Разговор завязался степенный, неторопливый. Молодежь поднялась, перешла в покои хозяйской дочери — свой плезир[101] делать. Для приличия туда же отправились дамы — немка-гувернантка, с ней почтенная мценская полуполковница, которая в доме Канунниковых была свой человек, и гостья — баба Марьяна.
— Киприанов-то у тебя зачем? — вполголоса спросил хозяина гость, целовальник Маракуев. — Не ты ли им брезговал, табашником обзывал?
— Новые времена — новые люди, — уклончиво ответил Канунников, дуя в пышные усы, — Государь, бают, Киприанова сего в чести держит. Чин, правда, сомнительный — библиотекарь! Но ведь и чин к пупку не привязан. А мне дочь в свет выводить, политесу[102] обучать, по-иному теперь невместно. Ты вот, друг ситный, чего в гости приперся при бороде, в армяке долгополом с семьюдесятью пуговицами? Забыл, что ли, указ — немецкое платье носить?

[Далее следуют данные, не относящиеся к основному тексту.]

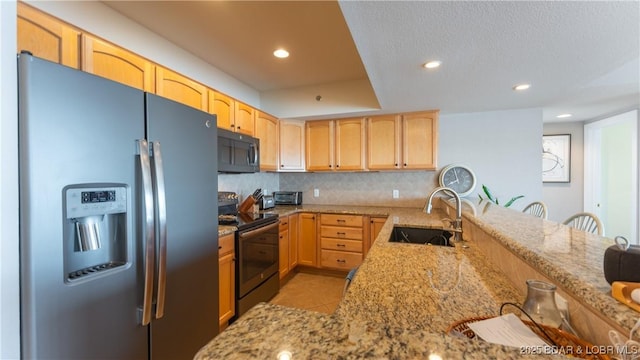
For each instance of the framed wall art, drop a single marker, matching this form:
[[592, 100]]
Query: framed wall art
[[556, 158]]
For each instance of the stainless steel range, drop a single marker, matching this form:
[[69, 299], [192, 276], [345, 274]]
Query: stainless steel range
[[256, 244]]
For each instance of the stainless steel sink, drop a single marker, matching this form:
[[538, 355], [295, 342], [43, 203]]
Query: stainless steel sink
[[413, 235]]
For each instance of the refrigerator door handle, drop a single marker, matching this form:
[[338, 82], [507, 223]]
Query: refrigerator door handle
[[161, 208], [149, 230]]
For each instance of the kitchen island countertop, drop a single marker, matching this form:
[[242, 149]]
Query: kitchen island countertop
[[404, 296]]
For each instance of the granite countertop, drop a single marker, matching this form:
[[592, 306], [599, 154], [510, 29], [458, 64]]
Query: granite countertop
[[572, 258], [400, 303]]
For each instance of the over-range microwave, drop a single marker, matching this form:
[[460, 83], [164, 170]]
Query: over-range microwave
[[237, 153]]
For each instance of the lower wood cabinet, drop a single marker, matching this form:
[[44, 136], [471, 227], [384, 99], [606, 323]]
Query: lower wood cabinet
[[307, 243], [283, 247], [293, 240], [227, 279], [341, 245]]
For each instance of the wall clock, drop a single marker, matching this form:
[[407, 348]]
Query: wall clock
[[459, 178]]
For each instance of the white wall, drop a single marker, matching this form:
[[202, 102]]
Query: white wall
[[502, 147], [566, 199], [9, 266]]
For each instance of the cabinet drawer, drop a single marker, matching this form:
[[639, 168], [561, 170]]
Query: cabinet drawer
[[225, 245], [341, 220], [341, 232], [342, 260], [341, 245]]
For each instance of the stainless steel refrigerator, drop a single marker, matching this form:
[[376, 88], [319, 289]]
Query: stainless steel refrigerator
[[118, 219]]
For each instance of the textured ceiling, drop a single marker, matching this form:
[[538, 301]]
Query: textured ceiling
[[580, 57]]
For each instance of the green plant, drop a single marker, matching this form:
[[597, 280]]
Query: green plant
[[494, 200]]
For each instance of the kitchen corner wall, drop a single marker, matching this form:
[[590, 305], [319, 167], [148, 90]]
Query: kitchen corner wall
[[363, 188]]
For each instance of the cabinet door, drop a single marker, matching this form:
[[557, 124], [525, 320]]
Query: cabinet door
[[283, 258], [46, 37], [244, 118], [419, 140], [179, 88], [350, 144], [291, 145], [224, 107], [293, 241], [319, 143], [267, 132], [307, 244], [114, 63], [383, 142]]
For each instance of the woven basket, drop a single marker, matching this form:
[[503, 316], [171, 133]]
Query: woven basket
[[568, 344]]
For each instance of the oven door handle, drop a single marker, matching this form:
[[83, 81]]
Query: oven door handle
[[258, 231]]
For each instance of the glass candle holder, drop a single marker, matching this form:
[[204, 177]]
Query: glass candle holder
[[540, 303]]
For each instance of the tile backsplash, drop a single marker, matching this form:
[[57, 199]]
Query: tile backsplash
[[337, 188], [363, 188]]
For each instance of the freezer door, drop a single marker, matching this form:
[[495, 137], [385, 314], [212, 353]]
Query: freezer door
[[77, 131], [187, 139]]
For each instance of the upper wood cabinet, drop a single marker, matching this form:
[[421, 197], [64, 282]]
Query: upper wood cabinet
[[224, 108], [319, 145], [350, 144], [336, 145], [407, 141], [292, 145], [46, 37], [420, 140], [244, 118], [179, 88], [117, 64], [266, 129], [383, 138]]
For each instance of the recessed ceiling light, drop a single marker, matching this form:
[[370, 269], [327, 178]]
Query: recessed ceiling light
[[521, 87], [281, 53], [432, 64]]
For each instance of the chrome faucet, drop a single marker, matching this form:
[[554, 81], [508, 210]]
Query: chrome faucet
[[457, 223]]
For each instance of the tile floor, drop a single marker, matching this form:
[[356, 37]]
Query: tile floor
[[314, 292]]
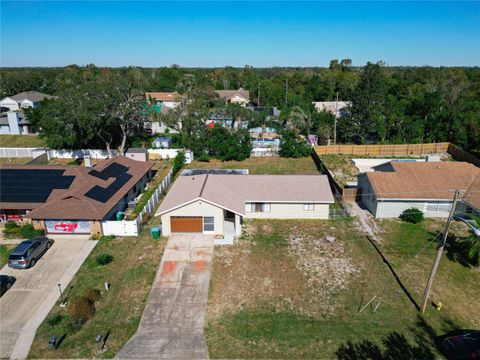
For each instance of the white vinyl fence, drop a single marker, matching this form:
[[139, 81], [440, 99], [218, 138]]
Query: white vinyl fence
[[132, 227]]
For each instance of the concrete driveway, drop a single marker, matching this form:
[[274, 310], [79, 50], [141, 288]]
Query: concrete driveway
[[27, 303], [172, 322]]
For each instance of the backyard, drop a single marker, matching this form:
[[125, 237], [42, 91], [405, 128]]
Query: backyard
[[117, 311], [284, 291], [21, 141], [264, 165]]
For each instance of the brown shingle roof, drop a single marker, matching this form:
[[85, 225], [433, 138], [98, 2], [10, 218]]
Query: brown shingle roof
[[71, 203], [232, 191], [422, 180]]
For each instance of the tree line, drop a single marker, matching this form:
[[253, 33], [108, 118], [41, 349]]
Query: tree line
[[389, 104]]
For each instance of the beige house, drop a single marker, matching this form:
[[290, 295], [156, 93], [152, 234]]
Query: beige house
[[218, 203], [239, 96]]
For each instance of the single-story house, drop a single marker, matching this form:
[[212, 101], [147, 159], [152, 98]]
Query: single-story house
[[14, 123], [70, 199], [239, 96], [163, 142], [217, 203], [339, 109], [24, 100], [427, 186], [138, 154]]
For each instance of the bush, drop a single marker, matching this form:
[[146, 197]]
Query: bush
[[104, 259], [92, 295], [81, 308], [27, 231], [412, 215], [54, 319]]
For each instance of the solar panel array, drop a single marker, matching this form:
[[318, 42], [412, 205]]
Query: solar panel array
[[117, 171], [31, 185]]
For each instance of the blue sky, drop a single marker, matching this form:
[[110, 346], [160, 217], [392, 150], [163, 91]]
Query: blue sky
[[210, 34]]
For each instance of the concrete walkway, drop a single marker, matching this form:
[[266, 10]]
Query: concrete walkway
[[28, 302], [172, 322]]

— Немецкое-то платье в копеечку влетает! — сказал Маракуев. — Да и кто его в Москве носит? Разве когда в Ратушу идти или царя приехавшего встречать! А боярские жены, те по вся дни в телогреях щеголяют, на головах камилавки[103], как при царе Горохе.
— А вдруг кто из начальства нагрянет, будет штраф и тебе и мне. Обер-фискал вон, сказывают, по дворам ездит.
— Обер-фискал! — беспечно отмахнулся целовальник. — Он сейчас по помещикам ездит, которые картовь не желают сажать, бесовское яблоко, тьфу! А к тебе ему чего ехать? Ты, брат, не пашешь, не сеешь, рублевой копейкою кормишься, хи-хи!
— Все бы тебе копейка! — с досадой сказал Канунников. — Ты помалкивай да пей-ка, вот там на дне копейка. — Канунников подлил целовальнику бражки. — Еще попьешь, вторую найдешь.
— Да и то сказать! — Гость оглядел стол в поисках закуски такой, которая только у богачей бывает, но любопытство пересилило, и он спросил снова: — А это кто ж такие офицеры младые среди твоих гостей?
— Один, который в морском мундире, он с Киприановым приехал, ученик его, что ли, не ведаю. Другой же — артиллерии констапель Прошка Щенятьев, нешто ты его не опознал? Боярина Савелия Макарыча покойного сынок, покровителя моего. Теперь в женихи вышел, молю бога, чтобы Стеше моей по нраву пристал…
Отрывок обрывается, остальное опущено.